Well, meet Bicycle Valet Winnipeg founder David Wieser, a gentle, easy-going man who just wants people to step back, take a deep breath, and repeat to themselves: It’s going to be OK.
He’s not a zealot. He owns a car. The day I interviewed him, he had driven his car from his home in the West End to his job at 17 Wing. He rides his bike as often as he can because he enjoys it and it saves him a ton of money — about $100 a month, he estimates.
He is determined, not to eradicate the car culture, but to help it adapt. And he is a very determined man.
When he was 19, he weighed 350 pounds. He can name the exact date that he decided that was going to change: June 21, 1991.
"I overheard my mom talking about how easily my dad could lose weight. I decided to see if I could do that, too. I skipped dinner, went to bed at 7 p.m., got up at 5 a.m. and walked for an hour."
Wieser quietly did that every day for a year.
"I didn’t tell anyone I was doing it. Then there were no expectations." He fulfilled his own expectations, though, getting down to a fit 200 pounds.
He has applied that same determination to other projects over the years. And his latest project is Bicycle Valet Winnipeg.
Bomber fans entering Gate 6 at the old stadium have surely seen him and his crew checking in and keeping watch over racks full of bikes.
The 100-200 bikes corralled there mean 50 to 100 fewer cars are prowling around the stadium looking for a place where they can shell out 10 bucks for the privilege of parking.
And the best part is, Bicycle Valet doesn’t even use a motorized vehicle to get the racks to the stadium.
"They are hauled to sites on a bike trailer being pulled by a bike," Wieser says.

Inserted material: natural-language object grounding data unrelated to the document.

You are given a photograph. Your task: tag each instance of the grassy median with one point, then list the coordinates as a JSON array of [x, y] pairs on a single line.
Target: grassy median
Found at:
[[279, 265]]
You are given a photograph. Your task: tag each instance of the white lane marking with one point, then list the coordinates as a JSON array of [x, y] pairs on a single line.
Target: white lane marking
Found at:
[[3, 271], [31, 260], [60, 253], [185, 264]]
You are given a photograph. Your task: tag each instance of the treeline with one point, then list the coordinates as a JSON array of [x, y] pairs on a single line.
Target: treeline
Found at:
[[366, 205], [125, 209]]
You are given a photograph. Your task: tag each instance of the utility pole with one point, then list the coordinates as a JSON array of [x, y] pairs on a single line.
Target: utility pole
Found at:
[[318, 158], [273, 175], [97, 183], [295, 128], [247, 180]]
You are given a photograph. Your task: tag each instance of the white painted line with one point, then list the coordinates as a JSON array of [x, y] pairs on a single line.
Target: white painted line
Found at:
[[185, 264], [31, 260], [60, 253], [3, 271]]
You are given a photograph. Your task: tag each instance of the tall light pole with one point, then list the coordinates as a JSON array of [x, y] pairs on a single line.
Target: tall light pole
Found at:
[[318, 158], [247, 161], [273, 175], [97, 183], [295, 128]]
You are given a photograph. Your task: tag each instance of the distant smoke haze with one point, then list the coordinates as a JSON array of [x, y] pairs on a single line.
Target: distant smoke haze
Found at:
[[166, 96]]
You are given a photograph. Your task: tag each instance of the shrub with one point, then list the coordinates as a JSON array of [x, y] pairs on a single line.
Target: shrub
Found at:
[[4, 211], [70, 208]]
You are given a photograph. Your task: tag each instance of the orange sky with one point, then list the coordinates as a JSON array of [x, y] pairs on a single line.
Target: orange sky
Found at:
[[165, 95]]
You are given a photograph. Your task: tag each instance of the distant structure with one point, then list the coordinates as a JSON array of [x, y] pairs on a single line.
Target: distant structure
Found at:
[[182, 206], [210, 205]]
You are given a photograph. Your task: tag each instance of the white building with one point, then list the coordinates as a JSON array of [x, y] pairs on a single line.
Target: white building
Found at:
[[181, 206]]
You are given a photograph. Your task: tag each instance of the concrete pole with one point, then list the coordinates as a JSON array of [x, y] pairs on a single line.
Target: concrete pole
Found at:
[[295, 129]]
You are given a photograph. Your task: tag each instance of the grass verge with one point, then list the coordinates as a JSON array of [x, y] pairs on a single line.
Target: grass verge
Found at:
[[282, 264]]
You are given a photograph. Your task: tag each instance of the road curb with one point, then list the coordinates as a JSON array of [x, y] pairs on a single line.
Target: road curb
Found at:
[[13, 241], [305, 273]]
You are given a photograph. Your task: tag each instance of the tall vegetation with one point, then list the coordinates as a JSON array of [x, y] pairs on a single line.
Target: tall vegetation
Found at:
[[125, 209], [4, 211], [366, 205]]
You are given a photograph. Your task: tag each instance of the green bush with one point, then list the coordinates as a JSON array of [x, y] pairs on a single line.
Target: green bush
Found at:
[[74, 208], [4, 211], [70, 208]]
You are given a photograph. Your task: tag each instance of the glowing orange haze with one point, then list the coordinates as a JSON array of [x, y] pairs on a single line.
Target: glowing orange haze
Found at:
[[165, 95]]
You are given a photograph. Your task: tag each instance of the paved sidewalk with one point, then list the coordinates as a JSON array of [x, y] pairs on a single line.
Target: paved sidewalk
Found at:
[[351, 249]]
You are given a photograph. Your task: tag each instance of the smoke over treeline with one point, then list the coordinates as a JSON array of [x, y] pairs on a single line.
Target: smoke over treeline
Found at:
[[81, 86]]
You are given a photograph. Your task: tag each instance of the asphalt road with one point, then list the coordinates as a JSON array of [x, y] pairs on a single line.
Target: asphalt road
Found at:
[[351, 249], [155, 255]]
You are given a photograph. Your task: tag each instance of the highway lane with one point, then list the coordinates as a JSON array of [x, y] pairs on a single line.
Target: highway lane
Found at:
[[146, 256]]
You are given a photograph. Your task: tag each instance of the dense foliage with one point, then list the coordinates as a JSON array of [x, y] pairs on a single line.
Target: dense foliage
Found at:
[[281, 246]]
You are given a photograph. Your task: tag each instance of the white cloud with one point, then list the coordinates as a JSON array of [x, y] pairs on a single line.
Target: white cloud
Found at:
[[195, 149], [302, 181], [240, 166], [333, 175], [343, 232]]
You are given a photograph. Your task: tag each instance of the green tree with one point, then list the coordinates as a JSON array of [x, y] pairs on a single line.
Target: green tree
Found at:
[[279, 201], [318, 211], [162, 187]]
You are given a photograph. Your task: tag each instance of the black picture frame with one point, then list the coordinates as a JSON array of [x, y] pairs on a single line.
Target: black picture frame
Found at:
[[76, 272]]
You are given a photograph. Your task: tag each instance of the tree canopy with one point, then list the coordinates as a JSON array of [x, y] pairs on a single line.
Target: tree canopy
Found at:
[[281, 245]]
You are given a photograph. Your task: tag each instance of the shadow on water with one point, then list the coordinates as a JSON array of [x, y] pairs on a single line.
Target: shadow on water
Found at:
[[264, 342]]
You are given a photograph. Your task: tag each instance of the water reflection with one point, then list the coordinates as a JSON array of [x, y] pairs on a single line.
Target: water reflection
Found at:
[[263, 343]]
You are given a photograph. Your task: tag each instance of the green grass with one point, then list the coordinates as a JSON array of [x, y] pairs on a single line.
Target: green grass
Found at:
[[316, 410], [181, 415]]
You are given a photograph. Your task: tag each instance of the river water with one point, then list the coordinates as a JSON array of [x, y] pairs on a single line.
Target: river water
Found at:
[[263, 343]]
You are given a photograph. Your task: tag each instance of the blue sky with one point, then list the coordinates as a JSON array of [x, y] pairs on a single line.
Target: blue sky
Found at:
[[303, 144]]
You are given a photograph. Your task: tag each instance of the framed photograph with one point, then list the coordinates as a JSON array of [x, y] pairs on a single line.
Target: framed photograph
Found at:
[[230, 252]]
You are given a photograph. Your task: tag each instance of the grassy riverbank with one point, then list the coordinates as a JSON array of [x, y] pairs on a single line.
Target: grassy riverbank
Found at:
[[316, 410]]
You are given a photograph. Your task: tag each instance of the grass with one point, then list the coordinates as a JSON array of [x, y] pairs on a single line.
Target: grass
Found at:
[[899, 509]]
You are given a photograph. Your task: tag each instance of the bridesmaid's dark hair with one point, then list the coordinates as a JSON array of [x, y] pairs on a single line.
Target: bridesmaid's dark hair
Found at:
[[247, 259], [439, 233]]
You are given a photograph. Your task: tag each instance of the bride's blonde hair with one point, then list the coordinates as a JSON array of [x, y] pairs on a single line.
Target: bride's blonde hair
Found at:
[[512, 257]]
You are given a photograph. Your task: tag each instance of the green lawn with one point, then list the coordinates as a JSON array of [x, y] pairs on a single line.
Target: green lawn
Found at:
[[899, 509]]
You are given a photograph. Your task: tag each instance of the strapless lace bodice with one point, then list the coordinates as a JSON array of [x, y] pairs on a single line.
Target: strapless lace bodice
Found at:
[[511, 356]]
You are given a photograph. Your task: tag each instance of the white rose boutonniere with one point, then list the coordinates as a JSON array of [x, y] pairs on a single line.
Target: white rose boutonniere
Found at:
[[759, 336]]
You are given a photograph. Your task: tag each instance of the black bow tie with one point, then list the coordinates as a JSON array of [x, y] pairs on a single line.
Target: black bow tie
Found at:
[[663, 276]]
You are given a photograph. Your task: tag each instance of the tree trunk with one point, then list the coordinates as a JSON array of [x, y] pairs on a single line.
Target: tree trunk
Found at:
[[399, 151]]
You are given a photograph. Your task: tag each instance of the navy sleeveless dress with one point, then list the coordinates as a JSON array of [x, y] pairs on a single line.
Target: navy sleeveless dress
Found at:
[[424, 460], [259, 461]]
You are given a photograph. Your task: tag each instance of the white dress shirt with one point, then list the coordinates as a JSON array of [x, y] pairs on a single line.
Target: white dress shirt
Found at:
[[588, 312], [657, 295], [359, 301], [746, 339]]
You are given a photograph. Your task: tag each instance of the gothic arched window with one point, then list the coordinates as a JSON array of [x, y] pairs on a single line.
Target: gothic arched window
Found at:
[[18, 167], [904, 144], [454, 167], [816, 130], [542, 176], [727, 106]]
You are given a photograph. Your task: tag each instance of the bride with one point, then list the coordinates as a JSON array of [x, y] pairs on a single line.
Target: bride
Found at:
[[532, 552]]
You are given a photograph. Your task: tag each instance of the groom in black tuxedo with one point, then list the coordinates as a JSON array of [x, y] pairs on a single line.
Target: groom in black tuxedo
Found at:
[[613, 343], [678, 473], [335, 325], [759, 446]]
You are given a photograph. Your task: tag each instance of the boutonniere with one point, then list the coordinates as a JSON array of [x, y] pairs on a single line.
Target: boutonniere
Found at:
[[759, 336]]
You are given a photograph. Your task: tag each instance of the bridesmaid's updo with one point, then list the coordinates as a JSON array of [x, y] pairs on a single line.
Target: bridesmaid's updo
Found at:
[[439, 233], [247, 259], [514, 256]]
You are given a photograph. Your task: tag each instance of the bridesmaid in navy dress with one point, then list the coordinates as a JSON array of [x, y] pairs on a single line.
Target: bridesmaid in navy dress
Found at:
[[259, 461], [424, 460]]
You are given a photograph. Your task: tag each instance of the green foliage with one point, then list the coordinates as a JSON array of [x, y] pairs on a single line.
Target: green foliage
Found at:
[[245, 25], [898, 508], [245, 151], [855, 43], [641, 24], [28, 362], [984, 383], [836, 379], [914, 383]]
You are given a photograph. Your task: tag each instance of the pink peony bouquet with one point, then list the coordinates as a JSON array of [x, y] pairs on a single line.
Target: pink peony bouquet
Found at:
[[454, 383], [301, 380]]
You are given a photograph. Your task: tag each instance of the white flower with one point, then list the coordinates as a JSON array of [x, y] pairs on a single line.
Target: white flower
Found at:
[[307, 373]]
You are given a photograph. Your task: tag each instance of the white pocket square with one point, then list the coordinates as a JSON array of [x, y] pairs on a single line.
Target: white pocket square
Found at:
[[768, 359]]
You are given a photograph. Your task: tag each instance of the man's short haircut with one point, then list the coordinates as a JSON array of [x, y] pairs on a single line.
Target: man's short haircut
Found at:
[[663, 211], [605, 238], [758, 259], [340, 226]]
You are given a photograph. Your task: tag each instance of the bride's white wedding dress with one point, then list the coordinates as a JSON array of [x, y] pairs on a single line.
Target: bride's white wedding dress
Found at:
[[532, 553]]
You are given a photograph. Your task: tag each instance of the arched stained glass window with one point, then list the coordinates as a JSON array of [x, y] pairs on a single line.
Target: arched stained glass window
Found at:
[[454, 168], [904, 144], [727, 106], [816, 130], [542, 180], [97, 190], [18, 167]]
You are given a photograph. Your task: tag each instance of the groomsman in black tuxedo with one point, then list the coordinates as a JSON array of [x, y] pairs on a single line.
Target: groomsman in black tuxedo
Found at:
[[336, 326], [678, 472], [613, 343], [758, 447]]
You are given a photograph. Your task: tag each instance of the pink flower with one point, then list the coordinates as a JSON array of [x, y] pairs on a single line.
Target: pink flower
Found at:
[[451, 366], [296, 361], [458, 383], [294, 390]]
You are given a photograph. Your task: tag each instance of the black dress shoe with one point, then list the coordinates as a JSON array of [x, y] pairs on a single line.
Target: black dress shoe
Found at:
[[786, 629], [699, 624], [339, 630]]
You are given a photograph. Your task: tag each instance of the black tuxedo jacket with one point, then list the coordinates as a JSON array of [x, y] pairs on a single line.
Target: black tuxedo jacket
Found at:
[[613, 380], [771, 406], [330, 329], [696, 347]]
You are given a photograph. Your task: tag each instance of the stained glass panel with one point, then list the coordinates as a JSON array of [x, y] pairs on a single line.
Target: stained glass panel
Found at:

It’s a pretty slick operation for a service whose first official event was just last year, for Bike to Work Day. Then, they used the same crowd control fencing as was used for the Queen’s visit to Winnipeg, but over the winter, Wieser built his own lighter, more portable racks out of EMT tubing. Each rack is about three metres long and can accommodate six to eight bikes. Wieser built 51 himself and bought six more for 57 in total meaning Bicycle Valet can accommodate more than 400 bikes at a big event.
So, how does that solve the parking problems at the new stadium?
Well, it doesn’t. Not by a long shot. Not by itself, anyway.
But Wieser has it all worked out. Suppose Mr. and/or Mrs. Bomber fan rediscover that they have a back seat in their vehicle and invite a couple of other fans to ride with them. Suddenly those 7,100 parking spaces can accommodate 28,400 fans. All we need are a few thousand bus riders and a few hundred bike riders, and we’re set.
It works in San Francisco. There were the same dire predictions of Parking Armageddon when AT&T Park was being planned. But it hasn’t worked out that way. More than half of the fans at a Giants game don’t drive there. In fact, it was watching a Bike to the Future video about San Francisco at streetfilms.org that inspired Wieser to start Bicycle Valet in Winnipeg.
"This is the best way to get to a game," one two-wheeled fan gushes in the video. "You save 20 bucks and save 20 years off your life," he adds, turning to show the slogan on the back of his T-Shirt: One Less Car.
That’s what Wieser wants to see in Winnipeg.
Yes, San Francisco is warmer than Winnipeg. Yes San Francisco has rapid transit. But a guy can dream, can’t he?
Besides, you don’t change a culture overnight. You do it one early morning walk at a time. You do it one less car at a time.